Illustration by Xenia Latii

Lindsay Gellman | LongreadsMarch 2018 | 23 minutes (5,754 words)

Read the story in German

Soon after Kate Colgan’s mother, Janet, awoke from surgery in a hospital near Manchester, U.K., last summer, she made a simple request of her daughter: “Get me to Germany.”

So Kate, then 25, fitted the family sedan with a roof rack and piled it with luggage. She arranged for her mother’s voluntary discharge from the hospital, against doctors’ wishes, and eased her from a wheelchair into the car’s passenger seat. Kate’s then-fiancé Chad drove them, along with the couple’s infant daughter, some 16 hours straight to a private treatment clinic on the outskirts of Dornstetten, a quiet medieval town in southern Germany.

Janet was diagnosed with metastatic stomach cancer in September 2016, when she was 54 years old. British doctors with the National Health Service gave her up to a year to live and offered only palliative care with chemotherapy.

Choosing palliative care felt to Kate like giving up. She scoured the web for other options for her mother, and came across the Hallwang Private Oncology Clinic, a for-profit institution that operates outside of the strictly regulated German hospital system. The Hallwang Clinic has emerged in recent years as the highest profile of a bevy of cancer clinics to gain traction in Germany. It markets itself as a luxury spa of sorts, touting its individualized treatments, pastoral setting in southern Germany’s Black Forest, and delicately plated dining-room meals.

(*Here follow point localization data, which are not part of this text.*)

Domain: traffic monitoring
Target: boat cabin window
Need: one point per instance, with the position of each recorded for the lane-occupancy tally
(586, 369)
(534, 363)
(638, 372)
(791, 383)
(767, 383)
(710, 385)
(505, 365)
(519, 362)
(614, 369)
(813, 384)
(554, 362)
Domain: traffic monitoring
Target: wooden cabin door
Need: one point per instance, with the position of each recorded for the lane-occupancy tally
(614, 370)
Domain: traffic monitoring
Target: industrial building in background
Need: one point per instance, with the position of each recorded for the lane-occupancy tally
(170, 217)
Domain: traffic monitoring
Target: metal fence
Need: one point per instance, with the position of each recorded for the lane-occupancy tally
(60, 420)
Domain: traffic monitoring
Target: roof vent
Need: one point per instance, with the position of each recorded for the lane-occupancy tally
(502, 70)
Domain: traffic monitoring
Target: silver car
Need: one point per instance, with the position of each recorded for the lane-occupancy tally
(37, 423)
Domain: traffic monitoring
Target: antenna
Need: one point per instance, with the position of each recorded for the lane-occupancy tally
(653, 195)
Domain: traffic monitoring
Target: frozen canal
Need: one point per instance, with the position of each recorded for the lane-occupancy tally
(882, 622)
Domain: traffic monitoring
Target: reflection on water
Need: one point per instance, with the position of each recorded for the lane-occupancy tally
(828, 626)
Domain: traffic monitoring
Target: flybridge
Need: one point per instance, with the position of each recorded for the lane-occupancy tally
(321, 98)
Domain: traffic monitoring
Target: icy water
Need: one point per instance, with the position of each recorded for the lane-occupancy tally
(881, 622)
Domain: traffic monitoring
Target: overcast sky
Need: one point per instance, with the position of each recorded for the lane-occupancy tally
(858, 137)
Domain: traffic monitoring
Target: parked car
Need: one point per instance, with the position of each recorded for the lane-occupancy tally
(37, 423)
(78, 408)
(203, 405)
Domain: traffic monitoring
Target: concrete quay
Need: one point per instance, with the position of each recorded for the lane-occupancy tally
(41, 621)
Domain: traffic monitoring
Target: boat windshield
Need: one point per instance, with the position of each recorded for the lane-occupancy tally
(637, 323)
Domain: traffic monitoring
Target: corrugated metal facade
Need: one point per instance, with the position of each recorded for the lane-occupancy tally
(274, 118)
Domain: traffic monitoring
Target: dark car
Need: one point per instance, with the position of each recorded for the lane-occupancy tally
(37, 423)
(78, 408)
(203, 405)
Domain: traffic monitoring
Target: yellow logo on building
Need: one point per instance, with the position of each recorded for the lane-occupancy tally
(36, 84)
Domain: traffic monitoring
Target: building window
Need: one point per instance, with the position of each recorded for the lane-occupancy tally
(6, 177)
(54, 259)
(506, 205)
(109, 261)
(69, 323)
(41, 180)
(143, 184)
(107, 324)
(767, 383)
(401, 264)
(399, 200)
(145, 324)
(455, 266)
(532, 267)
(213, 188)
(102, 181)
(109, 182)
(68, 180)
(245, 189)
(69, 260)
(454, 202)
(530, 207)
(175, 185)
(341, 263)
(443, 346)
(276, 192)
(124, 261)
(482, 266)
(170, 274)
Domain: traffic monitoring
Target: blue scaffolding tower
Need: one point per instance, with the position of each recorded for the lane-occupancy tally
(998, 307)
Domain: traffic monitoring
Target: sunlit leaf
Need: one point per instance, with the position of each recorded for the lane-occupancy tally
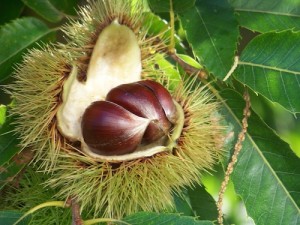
(17, 37)
(164, 5)
(212, 31)
(45, 9)
(270, 66)
(10, 217)
(265, 16)
(203, 203)
(267, 174)
(148, 218)
(10, 9)
(66, 6)
(2, 115)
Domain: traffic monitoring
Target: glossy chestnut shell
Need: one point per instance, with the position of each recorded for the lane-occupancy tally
(133, 114)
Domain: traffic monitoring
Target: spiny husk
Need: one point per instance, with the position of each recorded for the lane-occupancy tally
(103, 188)
(39, 79)
(147, 184)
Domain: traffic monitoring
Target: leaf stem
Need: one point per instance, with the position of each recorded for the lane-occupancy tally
(61, 204)
(101, 220)
(237, 150)
(172, 22)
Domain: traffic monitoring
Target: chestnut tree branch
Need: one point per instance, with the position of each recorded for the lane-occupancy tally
(237, 150)
(76, 217)
(188, 68)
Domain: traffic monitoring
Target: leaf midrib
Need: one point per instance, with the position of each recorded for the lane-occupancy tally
(267, 12)
(268, 67)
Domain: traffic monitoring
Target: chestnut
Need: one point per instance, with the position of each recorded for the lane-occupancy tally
(109, 129)
(164, 98)
(132, 114)
(142, 101)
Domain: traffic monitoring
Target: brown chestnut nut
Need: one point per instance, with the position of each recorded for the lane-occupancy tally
(109, 129)
(164, 98)
(141, 100)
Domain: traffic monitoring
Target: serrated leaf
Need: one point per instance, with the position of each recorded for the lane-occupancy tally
(17, 37)
(10, 217)
(267, 174)
(164, 5)
(10, 9)
(265, 16)
(149, 218)
(269, 65)
(264, 22)
(212, 32)
(45, 9)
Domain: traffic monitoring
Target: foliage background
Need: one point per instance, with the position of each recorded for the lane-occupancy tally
(266, 36)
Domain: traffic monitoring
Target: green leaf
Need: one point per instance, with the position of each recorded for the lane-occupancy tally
(149, 218)
(203, 203)
(265, 16)
(263, 23)
(164, 5)
(190, 61)
(10, 9)
(267, 174)
(17, 37)
(270, 66)
(66, 6)
(2, 115)
(8, 142)
(10, 217)
(212, 31)
(45, 9)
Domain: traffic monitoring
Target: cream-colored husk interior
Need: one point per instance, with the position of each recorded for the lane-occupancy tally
(116, 59)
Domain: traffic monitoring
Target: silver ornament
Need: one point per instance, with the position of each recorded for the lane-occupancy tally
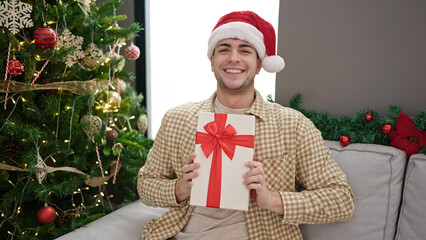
(142, 123)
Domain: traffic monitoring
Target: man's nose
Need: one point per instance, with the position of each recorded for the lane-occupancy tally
(234, 56)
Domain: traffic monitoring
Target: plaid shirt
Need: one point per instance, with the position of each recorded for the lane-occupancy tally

The clinic’s online testimonials looked promising, so the Colgans inquired about treatment. After reviewing Janet’s medical records, a Hallwang Clinic doctor told the Colgans a cocktail of experimental drugs not widely available elsewhere could mean eventual remission for Janet. But the price would be staggering — more than $120,000. The clinic does not accept insurance and typically requires an 80% deposit before treatment can begin.

A chance at remission seemed worth a try — at any cost.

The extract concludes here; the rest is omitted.